I would argue that given the right medium and right settings, we can drive 1000s of VMs and take advantage of the VAAI ATS to be beneficial to guys like Mike. One of the important BP recommendations is to set DSNRO to the max, schedQuantum to max, use Paravirtual adapters.
I have documented them at our blog site, http://www.purestorage.com/blog/virtualization-and-flash-blog-post-3/ and at
http://www.purestorage.com/blog/1000-vms-demo-vmworld-2011/
The new media will change the way we think about virtualizing biz critical appl workloads.
Excellent post!!
I recently did a post myself on VAAI http://blog.enterprisestoragesense.com/2013/01/30/how-flashsoft-handles-vmware%C2%AE-vaai-%E2%80%93-tales-from-the-7th-annual-nevmug-winter-warmer/. We are also frequently asked by customers how many VMs they can place on a single host, so it was with great enthusiasm that I read your post.
May I suggest that by utilizing a relatively small amount of SSD in the host along with server-side caching software such as FlashSoft one can avoid the excessive queuing to a large degree by satisfying I/O from the SSD in the host. With this solution it is now feasible to increase the density of VMs per host.

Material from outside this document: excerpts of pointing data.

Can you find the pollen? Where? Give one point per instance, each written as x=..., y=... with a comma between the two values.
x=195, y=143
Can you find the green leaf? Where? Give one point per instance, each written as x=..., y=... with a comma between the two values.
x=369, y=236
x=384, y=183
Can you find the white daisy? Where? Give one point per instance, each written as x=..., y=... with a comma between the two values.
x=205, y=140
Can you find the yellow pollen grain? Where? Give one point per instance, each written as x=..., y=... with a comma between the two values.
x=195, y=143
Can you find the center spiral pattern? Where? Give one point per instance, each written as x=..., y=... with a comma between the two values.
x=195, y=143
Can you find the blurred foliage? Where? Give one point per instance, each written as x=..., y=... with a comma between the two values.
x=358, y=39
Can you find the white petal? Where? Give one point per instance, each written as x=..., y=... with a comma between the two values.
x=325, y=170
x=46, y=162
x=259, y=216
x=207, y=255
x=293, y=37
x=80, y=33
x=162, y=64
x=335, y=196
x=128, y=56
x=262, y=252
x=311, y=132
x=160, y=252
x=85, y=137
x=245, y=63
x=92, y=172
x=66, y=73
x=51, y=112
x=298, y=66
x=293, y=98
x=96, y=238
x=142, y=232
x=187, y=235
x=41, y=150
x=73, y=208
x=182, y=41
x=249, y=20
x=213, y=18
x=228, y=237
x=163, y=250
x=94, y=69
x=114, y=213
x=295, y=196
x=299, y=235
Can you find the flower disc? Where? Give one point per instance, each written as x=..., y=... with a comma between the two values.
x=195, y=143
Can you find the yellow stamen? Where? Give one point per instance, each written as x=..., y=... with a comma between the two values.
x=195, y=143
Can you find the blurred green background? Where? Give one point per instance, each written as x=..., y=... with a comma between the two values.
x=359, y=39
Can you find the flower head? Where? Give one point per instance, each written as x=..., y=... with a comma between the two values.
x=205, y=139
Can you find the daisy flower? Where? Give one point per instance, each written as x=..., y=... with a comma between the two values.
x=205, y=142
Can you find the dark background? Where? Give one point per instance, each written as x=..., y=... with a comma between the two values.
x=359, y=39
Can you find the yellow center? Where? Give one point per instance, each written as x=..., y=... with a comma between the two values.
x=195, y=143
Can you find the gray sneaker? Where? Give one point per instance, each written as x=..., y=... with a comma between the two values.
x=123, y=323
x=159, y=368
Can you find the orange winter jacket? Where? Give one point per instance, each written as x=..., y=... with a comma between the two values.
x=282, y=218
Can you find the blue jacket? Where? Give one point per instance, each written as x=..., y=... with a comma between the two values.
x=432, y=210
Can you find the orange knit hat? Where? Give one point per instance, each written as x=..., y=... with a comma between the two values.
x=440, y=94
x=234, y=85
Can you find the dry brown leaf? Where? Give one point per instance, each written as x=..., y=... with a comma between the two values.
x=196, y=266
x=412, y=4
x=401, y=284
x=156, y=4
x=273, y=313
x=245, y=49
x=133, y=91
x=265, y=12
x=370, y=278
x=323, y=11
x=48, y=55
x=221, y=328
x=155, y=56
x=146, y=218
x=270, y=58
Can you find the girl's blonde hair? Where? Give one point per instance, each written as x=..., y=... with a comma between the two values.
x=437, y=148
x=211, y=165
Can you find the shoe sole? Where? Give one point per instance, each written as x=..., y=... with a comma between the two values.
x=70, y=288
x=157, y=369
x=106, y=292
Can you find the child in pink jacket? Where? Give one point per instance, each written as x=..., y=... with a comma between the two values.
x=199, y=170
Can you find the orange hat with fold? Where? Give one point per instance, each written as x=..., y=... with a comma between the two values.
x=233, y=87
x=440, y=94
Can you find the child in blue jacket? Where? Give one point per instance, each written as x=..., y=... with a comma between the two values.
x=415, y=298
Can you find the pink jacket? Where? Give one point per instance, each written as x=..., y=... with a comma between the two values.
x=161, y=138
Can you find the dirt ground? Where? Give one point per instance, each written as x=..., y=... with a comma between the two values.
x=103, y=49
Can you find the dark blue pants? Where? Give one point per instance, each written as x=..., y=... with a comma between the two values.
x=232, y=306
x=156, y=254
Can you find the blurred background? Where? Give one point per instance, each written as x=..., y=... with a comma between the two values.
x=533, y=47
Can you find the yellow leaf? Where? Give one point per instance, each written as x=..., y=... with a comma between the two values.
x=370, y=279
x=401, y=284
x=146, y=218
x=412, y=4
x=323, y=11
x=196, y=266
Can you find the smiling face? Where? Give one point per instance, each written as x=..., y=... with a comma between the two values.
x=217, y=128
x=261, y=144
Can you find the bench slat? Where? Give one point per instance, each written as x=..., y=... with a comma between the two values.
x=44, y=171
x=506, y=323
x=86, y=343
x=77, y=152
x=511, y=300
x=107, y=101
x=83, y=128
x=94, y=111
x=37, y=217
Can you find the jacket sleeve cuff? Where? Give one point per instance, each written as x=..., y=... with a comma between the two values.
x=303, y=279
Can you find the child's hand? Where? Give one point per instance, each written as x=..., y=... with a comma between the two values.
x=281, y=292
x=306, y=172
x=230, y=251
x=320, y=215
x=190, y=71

Here are some of our test results indicating what level of increased density may be achieved http://www.sandisk.com/assets/docs/test-report-vm-density.pdf.
Mike’s situation is a classic example of the challenge FlashSoft was designed to address.

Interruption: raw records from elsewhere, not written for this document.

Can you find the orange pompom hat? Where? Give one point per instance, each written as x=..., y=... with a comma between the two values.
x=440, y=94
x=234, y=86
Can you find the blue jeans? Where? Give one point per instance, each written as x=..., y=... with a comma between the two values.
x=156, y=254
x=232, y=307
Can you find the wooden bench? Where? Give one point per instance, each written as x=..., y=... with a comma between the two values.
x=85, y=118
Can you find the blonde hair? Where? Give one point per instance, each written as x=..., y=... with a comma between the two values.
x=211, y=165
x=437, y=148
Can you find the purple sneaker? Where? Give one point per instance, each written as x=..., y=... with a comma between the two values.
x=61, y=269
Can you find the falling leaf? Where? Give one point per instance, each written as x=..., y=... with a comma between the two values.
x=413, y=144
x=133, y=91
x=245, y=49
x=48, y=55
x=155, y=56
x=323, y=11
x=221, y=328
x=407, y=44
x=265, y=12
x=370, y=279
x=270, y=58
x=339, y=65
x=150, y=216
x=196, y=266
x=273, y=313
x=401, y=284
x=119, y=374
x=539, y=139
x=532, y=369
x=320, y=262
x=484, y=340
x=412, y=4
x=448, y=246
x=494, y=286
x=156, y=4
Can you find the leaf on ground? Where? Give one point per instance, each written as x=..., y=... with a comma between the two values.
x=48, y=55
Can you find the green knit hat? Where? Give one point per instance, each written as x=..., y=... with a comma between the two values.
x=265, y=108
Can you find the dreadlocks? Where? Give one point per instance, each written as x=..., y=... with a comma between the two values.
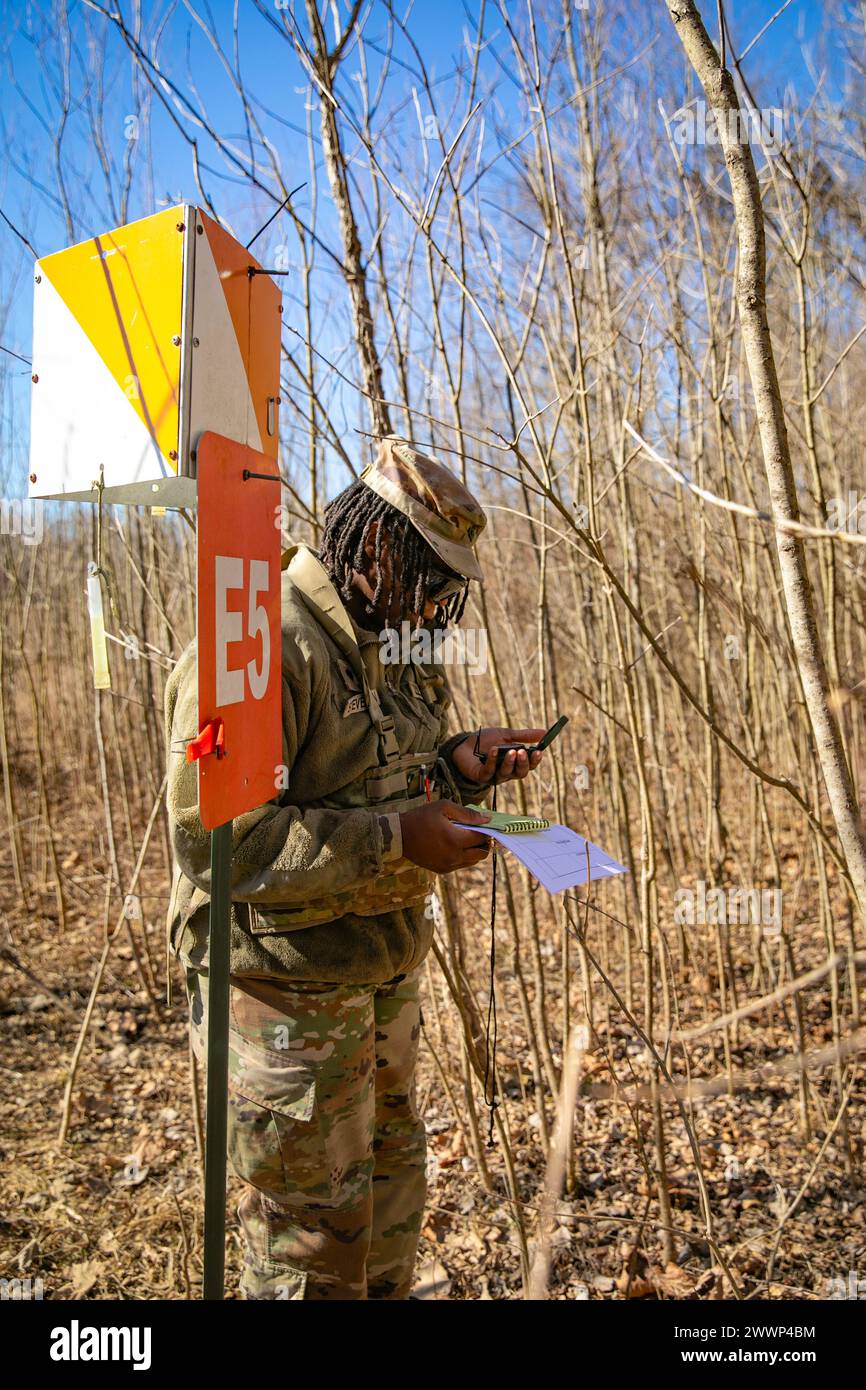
x=348, y=520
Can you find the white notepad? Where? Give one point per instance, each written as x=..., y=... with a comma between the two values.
x=559, y=858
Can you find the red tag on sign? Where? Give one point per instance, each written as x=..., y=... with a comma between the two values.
x=239, y=630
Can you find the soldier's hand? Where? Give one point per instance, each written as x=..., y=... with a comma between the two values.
x=434, y=841
x=499, y=765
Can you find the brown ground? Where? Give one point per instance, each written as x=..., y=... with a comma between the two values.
x=114, y=1212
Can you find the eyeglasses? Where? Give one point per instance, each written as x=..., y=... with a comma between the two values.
x=444, y=584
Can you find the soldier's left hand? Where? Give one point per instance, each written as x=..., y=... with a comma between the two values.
x=513, y=766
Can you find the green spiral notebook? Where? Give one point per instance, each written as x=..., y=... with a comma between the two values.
x=510, y=824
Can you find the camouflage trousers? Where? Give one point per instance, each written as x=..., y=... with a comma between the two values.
x=324, y=1132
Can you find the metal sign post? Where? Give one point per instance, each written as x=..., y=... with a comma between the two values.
x=239, y=742
x=217, y=1061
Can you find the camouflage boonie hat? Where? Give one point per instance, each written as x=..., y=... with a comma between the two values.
x=433, y=498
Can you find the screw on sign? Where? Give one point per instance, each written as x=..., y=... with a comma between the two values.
x=239, y=740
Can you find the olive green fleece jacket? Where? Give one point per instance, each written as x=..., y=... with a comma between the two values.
x=319, y=838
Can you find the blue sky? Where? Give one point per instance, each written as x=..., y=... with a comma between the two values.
x=28, y=114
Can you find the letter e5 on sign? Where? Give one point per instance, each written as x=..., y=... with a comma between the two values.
x=239, y=628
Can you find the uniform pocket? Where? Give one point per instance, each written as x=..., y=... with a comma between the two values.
x=275, y=1137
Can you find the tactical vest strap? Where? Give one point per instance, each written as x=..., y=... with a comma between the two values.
x=309, y=574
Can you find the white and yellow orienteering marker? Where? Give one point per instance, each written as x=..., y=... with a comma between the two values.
x=143, y=338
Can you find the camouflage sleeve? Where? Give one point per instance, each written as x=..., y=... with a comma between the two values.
x=280, y=852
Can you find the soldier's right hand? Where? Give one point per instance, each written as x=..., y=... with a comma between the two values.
x=434, y=841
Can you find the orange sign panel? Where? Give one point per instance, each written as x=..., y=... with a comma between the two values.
x=239, y=630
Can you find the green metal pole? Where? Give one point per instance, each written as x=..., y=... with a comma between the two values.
x=217, y=1061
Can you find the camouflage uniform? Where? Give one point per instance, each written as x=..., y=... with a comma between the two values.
x=328, y=927
x=325, y=1133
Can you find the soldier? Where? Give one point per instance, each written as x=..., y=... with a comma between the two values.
x=328, y=922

Good work Jason, I look forward to more!
We have made a huge difference in overall troughput to the netapp filers with DSNRO and schedQuantum to 64 and device reset to 0. Enabling VAAI has little impact since we just don’t make our datastores too big.
Please correct me if I’m wrong but shouldnt the formula include some factor for the amount of hosts you have?
For example
10 high I/O VMs per datastore per Host
In addition what is the easiest way to measure if you are hitting the Queue depth max? Are there any indicators in vCenter? I understand in this case it was obvious something was wrong and most likely related to the architecture change. Personally I have low iop numbers due to low utilization (I think) however we have pretty high density luns.
Great article and it really helped clear up one of our questions.
It would be great if SDRS could help balance the queue depth as well as the storage and IOPs. Do you know if there is any plan for this to be included?
Did VMWare change the default queue depth for certain adapters starting with ESXi 5.0?
According to this they did just that…
http://kb.vmware.com/selfservice/microsites/search.do?language=en_US&cmd=displayKC&externalId=1267
It seems Qlogic adapters have a default of 64.
Emulex and Brocade adapters have a default queue depth of 32.
I have Qlogic FC storage adapters in my environment. That would mean my default queue depth is 64.
I had a storage architect tell me my LUNs should easily handle more than 20 active VMs and that 2TB LUNs were a good size to go with.